Five scientists, including two from Simon Fraser University, have discovered that 30 per cent of our likelihood of developing Multiple Sclerosis (MS) can be explained by 475,806 genetic variants in our genome. Genome-wide Association Studies (GWAS) commonly screen these variants, looking for genetic links to diseases.
Corey Watson, a recent SFU doctoral graduate in biology, his thesis supervisor SFU biologist Felix Breden and three scientists in the United Kingdom have just had their findings published online in Scientific Reports. It’s a sub-publication of the journal Nature.
An inflammatory disease of the central nervous system, MS is the most common neurological disorder among young adults. Canada has one of the highest MS rates in the world.
Watson and his colleagues recently helped quantify MS genetic susceptibility by taking a closer look at GWAS-identified variants in the major histocompatibility complex (MHC) region in 1,854 MS patients. The region has long been associated with MS susceptibility.
The MS patients’ variants were compared to those of 5,164 controls, people without MS.
They noted that eight percent of our 30-per-cent genetic susceptibility to MS is linked to small DNA variations on chromosome 6, which have also long been associated with MS susceptibility.
The MHC encodes proteins that facilitate communication between certain cells in the immune system. Outside of the MHC, a good majority of genetic susceptibility can’t be nailed down because current studies don’t allow for all variants in our genome to be captured.
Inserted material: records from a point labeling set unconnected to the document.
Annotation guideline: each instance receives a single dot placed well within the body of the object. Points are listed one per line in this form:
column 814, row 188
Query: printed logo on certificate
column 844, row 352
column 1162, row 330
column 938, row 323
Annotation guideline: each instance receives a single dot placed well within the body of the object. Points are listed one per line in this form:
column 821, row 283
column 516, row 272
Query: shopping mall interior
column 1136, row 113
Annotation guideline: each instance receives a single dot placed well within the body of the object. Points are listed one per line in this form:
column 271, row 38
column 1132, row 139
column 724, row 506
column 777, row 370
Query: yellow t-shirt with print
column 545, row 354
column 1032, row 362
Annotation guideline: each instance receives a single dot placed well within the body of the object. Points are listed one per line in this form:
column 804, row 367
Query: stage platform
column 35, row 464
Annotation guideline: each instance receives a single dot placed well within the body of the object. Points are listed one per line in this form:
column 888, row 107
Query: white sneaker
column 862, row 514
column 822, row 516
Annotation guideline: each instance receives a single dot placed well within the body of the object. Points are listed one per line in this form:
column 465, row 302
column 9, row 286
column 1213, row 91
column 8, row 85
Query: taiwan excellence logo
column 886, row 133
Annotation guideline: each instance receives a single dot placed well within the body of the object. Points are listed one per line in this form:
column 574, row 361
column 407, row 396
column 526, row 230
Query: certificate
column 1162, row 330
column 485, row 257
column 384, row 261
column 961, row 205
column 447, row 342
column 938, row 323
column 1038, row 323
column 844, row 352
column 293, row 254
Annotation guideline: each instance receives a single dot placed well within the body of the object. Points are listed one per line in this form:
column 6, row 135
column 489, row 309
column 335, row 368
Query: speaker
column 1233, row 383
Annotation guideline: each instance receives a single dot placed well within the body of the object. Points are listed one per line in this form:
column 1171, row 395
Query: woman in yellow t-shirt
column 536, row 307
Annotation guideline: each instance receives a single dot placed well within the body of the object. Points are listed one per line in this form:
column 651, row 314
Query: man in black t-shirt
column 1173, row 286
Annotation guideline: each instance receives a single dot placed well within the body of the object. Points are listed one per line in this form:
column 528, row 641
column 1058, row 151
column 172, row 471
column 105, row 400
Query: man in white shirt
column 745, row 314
“Much of the liability is unaccounted for because current research methods don’t enable us to fully interrogate our genome in the context of risk for MS or other diseases,” says Watson.
The researchers believe that one place to look for additional genetic causes of MS may be in genes that have variants that are rare in the population. “The importance of rare gene variants in MS has been illustrated in two recent studies,” notes Watson, now a postdoctoral researcher at the Mount Sinai School of Medicine in New York.
“But these variants, too, are generally poorly represented by genetic markers captured in GWAS, like the one our study was based on.”